Ben de street fighter'e sarmışım. Baldrog'u alıyorum, kolu ileri geri oynatıp tuşa bastığımda aduket atıyor. Bildiğim tek numara bu. Bu hareketle oyun falan bitiriyorum ama o heyecanla kolu nasıl oynatıyorsam 3 kere bozdum aleti. Atari sahibi bana jeton satmamaya başladı, o derece.
Neyse efendim ben de bıraktım zaten atari matari boş işler deyip. Uzun bir ara verdim.
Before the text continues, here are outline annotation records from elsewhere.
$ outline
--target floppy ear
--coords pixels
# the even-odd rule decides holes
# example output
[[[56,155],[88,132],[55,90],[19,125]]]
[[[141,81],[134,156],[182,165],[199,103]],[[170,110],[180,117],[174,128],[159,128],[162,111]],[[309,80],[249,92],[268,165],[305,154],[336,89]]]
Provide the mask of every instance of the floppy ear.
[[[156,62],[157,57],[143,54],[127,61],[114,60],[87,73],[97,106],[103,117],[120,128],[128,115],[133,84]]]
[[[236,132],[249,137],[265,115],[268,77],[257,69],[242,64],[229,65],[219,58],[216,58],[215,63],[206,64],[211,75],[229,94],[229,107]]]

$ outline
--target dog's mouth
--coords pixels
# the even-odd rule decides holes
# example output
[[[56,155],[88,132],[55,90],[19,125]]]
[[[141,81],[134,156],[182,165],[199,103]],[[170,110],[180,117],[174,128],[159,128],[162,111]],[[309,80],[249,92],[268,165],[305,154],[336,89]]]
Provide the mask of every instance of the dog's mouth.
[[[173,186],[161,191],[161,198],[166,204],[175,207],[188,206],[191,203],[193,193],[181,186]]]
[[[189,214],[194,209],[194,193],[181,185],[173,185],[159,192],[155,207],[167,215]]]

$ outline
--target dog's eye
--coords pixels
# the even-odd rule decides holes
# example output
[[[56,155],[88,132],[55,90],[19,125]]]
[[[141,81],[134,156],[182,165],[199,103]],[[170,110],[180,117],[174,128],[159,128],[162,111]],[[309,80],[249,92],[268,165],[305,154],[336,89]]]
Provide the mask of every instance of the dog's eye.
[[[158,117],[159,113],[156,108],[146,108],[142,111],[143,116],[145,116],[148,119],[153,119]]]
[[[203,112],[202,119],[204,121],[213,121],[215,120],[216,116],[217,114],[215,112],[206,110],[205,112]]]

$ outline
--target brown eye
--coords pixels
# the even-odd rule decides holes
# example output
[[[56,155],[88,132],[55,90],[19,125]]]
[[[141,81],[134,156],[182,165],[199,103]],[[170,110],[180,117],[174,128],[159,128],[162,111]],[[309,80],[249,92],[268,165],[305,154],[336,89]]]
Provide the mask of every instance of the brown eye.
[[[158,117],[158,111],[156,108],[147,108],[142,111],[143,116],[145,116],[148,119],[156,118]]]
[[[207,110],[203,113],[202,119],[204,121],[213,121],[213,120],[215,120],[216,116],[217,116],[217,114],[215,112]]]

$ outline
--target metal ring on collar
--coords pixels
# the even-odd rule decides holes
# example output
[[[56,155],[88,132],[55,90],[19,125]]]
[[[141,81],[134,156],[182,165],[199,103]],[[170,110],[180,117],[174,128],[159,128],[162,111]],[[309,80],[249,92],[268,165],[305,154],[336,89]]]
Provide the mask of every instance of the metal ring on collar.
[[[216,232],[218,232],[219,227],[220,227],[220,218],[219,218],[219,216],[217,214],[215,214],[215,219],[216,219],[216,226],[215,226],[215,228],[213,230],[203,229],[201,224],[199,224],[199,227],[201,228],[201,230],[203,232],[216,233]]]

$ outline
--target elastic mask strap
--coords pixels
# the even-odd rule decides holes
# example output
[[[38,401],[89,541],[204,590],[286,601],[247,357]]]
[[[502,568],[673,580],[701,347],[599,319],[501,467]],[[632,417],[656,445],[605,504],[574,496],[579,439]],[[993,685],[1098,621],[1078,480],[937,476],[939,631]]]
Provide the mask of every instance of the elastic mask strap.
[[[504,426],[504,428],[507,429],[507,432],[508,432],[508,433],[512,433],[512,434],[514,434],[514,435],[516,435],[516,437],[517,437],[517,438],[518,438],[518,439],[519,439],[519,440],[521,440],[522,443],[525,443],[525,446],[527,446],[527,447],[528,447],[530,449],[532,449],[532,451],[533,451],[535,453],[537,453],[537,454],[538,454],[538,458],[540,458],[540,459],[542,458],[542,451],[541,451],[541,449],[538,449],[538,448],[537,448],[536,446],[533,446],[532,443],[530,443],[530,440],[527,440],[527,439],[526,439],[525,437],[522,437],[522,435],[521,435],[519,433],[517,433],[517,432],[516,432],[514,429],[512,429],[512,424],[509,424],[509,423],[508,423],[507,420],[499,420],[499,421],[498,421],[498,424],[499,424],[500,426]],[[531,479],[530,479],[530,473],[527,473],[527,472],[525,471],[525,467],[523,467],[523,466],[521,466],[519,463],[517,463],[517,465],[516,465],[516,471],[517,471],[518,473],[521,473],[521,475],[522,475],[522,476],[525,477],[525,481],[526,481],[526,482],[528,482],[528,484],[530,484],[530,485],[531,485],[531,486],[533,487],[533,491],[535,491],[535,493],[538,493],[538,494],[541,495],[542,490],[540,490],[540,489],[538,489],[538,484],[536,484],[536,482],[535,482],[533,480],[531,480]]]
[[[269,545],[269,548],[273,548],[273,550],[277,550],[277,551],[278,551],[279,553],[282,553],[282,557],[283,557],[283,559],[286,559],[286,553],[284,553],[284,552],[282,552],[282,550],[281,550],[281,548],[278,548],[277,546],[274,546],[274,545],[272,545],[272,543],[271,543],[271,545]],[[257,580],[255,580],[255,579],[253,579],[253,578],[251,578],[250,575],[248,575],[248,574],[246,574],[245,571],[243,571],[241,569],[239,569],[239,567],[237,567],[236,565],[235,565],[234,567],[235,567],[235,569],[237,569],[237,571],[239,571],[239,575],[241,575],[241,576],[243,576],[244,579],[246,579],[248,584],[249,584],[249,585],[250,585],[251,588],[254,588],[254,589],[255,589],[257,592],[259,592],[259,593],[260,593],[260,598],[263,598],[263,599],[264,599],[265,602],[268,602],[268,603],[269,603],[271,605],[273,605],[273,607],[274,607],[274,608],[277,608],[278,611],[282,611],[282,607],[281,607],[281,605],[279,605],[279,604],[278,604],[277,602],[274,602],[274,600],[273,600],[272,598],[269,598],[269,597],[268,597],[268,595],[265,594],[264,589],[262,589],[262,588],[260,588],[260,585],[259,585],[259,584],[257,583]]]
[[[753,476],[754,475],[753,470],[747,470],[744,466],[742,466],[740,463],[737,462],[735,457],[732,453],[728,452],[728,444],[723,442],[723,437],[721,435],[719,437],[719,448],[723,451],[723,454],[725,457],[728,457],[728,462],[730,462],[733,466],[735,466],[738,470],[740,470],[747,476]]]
Bir gün bir arkadaşım ekmek aldı. 2 jetonluk da para üstü kaldı. Haydi dedi gel street fighter oynayalım karşılıklı kapışalım; ama aduket falan yok normal tekme tokat kapışıcaz dedi. Tamam dedim. Gitti jetonları aldı. Adam bana satmıyor çünkü. Başladık oynamaya. Normal devam ediyoruz ama benim aklım hep aduketli yumrukta. Durduramıyorum kendimi. Tekme tokat devam ederken ben dayanamadım bir koydum aduketi Hoopp canın yarısı gitti. Lan oğlum hani yoktu. Ya kusura bakma istemeden oldu. Neyse devam. Ben yine kendimi Tutamıyorum. Bir aduket daha. Hop can gitti. ikinci raund. Bak yapma etme. Ben içimdeki baldrog'u Tutamıyorum. Neyse 2 aduketle bunu yendim. Arkadaşın bana ettiği küfrü hala unutamam: "o kol götüne saplansın inşallah!"
Bu çekti gitti. Ben tek başıma oyuna devam ederken atari sahibi "yine mi sen geldin ulan" deyip kovalamıştı.